Traditional Antipasto is served before a meal or as part of Merenda Sinoira, an afternoon repast which by its abundance tends to supplant supper. We tried Acciughe Con Salsa Verda, whole anchovy filets in an herbaceous, garlicky sauce; Carne Cruda, ground meat mixed with olive oil, garlic, lemon juice, salt and pepper; and Vitello Tonnato, a traditional dish of thinly-sliced cold veal topped with tuna sauce bound with Russian salad and laced with capers.

Agnolotti del Plin is a delightful Primo dish, taking its name from the regional dialect for “pinch”, describing how the two sheets of pasta are closed. The gorgeous pasta, based on a recipe from the 12th century, is traditionally filled with veal shoulder, pork, and greens and finished in a brown butter sauce.

Got Nebbiolo?

Nebbiolo, named for the fog that descends over the vineyards at harvest time, is the grape responsible for some of my favorite Italian red wines. Cascina Chicco is a family winery operated out of an impressive structure in the Canale hills, named after the family’s grandfather, whose nickname was “Chicu”.

Driving through the countryside, Bruna Alpina dairy cows munching on grass in the fertile Po River Valley welcomed us to Fattorie Fiandino, where they craft complex, aged Grana Padano using vegetable rennet from thistle flowers. A warehouse full of aged wheels of cheese is something to behold from both olfactory and visual senses.

Liguria

A train brought us out of Piedmont and into Liguria through hills, stone tunnels, and technicolor homes. We arrived in Genoa and embarked on a quaint historical tour. As we walked the narrow streets of Old Town, we tasted local treats including Pan Dolce, Panera, and Focaccia Genovese. At Pietro Romanego Fu Stefano, we feasted with eyes on traditional candies made in the same way since 1780. Our tour guide provided samples of what looked like jelly beans, but when placed on the tongue, the coating dissolved, and a rush of flavor exploded. We squealed like children, enjoying the surprise.

La Ricolla farm and vineyard is situated on a hill topped with a 13th century basilica. After making homemade pesto, we enjoyed a wine pairing with bites presented on local slate plates. This winemaker uses only grapes grown on the farm, and here we were, enjoying the wine at a table right next to these grapes. It was as if the juice jumped from the grape directly into our mouths, fresh and amazing. After a brief stop on the coast to dip our toes into the Mediterranean, we headed onward.

Emilia-Romagna

Parmigiano-Reggiano and balsamic are Italian ingredients produced only in this region of Italy. Donning booties and hairnets for a tour and tasting of La Grande, we learned that milk, rennet, and salt are the only ingredients in this complex-tasting cheese used to provide umami flavor in so many dishes.

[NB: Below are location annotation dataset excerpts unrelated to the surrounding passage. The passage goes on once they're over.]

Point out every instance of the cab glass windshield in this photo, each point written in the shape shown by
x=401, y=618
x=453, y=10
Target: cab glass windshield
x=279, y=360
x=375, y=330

 Next, Leonardi, makers of Aceto Balsamico since 1871. Lambrusco grapes are cooked at 80 degrees C and stored in a large oak barrel until ready to add to rows of small wooden barrels called batteries. Each battery, often named for a family member, comprises a minimum of 5 wooden barrels in decreasing size, used to age the vinegar and impart flavor.

Tuscany/Florence

Our first dining experience in Florence was at L’antica pizzeria da Michele. Bustling, loud, excellent service and delicious food. Worn down and tired, we visited the hotel bar for a nightcap. The bar terrace faces the Duomo, looming breathtaking large against the night sky. The next day, we happened on a tiny 

meat/cheese shop full of locals. Warmly welcomed by the proprietor, we grabbed a glass of wine, a seat in the corner, and used poor Italian to order food. Silly grin on my face, I tucked into the best charcuterie of my life.

One of the first things you learn at MCC ICA as a culinary student is the Chef’s Oath, comprising 15 rules. Rule 10 is Taste Everything, and we did. Rule 3 is Spread Love, evidenced by the ladies in the small Torino enoteca who treated us like family, presenting gratis snacks as we enjoyed our wine, an experienced Chef and teacher who bought drinks for both chef and dishwasher of a small restaurant we clearly overwhelmed, and my favorite, the nightly shared wine and conversation among our diverse group. I am so grateful be a part of this group, the community at the MCC ICA, and the human race. Tired but happy, we returned home, already planning the next adventure.